Consider the usage of these different parser combinators.
import Control.Applicative.Combinators
import Text.Regex.Applicative
main :: IO ()
main = do
let parser1 = sym '"' *> manyTill anySym (sym '"')
print $ match parser1 "\"abc\""
let parser2 = sym '"' *> many anySym <* sym '"'
print $ match parser2 "\"abc\""
import Control.Applicative.Combinators
import Text.ParserCombinators.ReadP hiding(many, manyTill)
main :: IO ()
main = do
let parser1 = char '"' *> manyTill get (char '"')
print $ readP_to_S parser1 "\"abc\""
let parser2 = char '"' *> many get <* char '"'
print $ readP_to_S parser2 "\"abc\""
{-# LANGUAGE OverloadedStrings #-}
import Control.Applicative.Combinators
import Data.Attoparsec.Text hiding(manyTill)
main :: IO ()
main = do
let parser1 = char '"' *> manyTill anyChar (char '"')

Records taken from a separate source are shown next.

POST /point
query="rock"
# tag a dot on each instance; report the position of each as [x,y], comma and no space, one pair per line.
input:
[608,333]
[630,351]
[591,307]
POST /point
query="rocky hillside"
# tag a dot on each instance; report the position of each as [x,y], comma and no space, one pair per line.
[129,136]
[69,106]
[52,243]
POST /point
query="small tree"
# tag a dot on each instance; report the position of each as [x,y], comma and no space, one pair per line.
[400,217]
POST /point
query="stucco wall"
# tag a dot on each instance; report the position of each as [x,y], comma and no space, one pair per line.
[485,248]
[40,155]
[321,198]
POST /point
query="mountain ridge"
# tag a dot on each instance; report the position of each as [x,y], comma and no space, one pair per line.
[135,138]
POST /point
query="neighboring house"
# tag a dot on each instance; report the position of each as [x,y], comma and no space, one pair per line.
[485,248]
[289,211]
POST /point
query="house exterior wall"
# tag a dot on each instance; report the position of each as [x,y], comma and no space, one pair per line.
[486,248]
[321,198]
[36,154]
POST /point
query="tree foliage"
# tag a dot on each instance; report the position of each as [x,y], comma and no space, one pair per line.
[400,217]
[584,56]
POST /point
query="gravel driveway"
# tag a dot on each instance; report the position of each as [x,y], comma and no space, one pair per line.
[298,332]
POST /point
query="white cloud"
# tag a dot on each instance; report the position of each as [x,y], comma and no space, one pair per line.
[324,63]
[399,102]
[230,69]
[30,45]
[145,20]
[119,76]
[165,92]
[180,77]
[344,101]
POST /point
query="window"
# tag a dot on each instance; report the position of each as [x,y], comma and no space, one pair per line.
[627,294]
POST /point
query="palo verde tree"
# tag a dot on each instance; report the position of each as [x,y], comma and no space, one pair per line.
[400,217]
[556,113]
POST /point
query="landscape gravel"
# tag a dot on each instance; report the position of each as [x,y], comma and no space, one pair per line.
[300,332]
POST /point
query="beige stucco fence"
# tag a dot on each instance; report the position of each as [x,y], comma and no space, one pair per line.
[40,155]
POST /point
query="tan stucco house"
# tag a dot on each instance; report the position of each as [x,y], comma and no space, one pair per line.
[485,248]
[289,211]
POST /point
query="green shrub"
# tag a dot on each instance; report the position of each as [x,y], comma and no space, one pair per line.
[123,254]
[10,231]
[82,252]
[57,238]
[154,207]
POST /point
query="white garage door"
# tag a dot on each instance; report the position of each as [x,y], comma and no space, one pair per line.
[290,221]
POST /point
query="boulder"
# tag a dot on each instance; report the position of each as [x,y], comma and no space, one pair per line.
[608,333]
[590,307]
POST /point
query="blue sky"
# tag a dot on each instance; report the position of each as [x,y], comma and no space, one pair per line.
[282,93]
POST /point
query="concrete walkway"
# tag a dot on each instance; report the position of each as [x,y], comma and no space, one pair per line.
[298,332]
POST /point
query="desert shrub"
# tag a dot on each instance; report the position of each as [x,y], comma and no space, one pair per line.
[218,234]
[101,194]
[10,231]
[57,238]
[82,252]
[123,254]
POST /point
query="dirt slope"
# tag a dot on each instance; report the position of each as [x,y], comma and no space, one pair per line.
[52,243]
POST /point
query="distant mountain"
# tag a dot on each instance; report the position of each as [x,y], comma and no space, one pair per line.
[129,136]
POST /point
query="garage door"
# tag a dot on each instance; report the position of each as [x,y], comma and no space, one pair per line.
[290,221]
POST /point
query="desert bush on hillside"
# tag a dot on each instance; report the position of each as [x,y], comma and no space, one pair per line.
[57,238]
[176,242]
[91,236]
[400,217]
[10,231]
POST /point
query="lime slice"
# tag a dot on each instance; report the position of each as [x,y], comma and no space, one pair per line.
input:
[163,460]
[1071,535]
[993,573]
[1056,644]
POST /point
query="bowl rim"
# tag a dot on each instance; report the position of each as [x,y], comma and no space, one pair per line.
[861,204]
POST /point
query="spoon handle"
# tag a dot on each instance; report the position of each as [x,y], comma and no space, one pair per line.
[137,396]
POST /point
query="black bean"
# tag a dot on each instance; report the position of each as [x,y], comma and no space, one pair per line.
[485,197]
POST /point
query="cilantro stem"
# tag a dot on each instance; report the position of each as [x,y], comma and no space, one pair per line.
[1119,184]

print $ parseOnly parser1 "\"abc\""
let parser2 = char '"' *> many anyChar <* char '"'
print $ parseOnly parser2 "\"abc\""
import Control.Applicative.Combinators
import Text.Megaparsec hiding(many, manyTill)
import Data.Void
main :: IO ()
main = do
let parser1 = single '"' *> manyTill anySingle (single '"') :: Parsec Void String String
print $ parseMaybe parser1 "\"abc\""
let parser2 = single '"' *> many anySingle <* single '"' :: Parsec Void String String
print $ parseMaybe parser2 "\"abc\""
With all four of them, the manyTill parser successfully matches abc, since this doesn't depend on backtracking. With regex-applicative and ReadP, the many parser also successfully matches abc, since they both backtrack by default. With megaparsec, the many parser fails to match, since it doesn't backtrack by default. So far, everything makes sense. However, with attoparsec, the many parser fails to match, even though it does backtrack: its documentation says "attoparsec parsers always backtrack on failure" and "if you feed incremental input to an a parser, it will require memory proportional to the amount of input you supply. (This is necessary to support arbitrary backtracking.)". Why is this? Isn't that supposed to be exactly what backtracking is?
The meaning of "backtracking" in the Attoparsec documentation is different than the meaning of backtracking for the other backtracking parsers.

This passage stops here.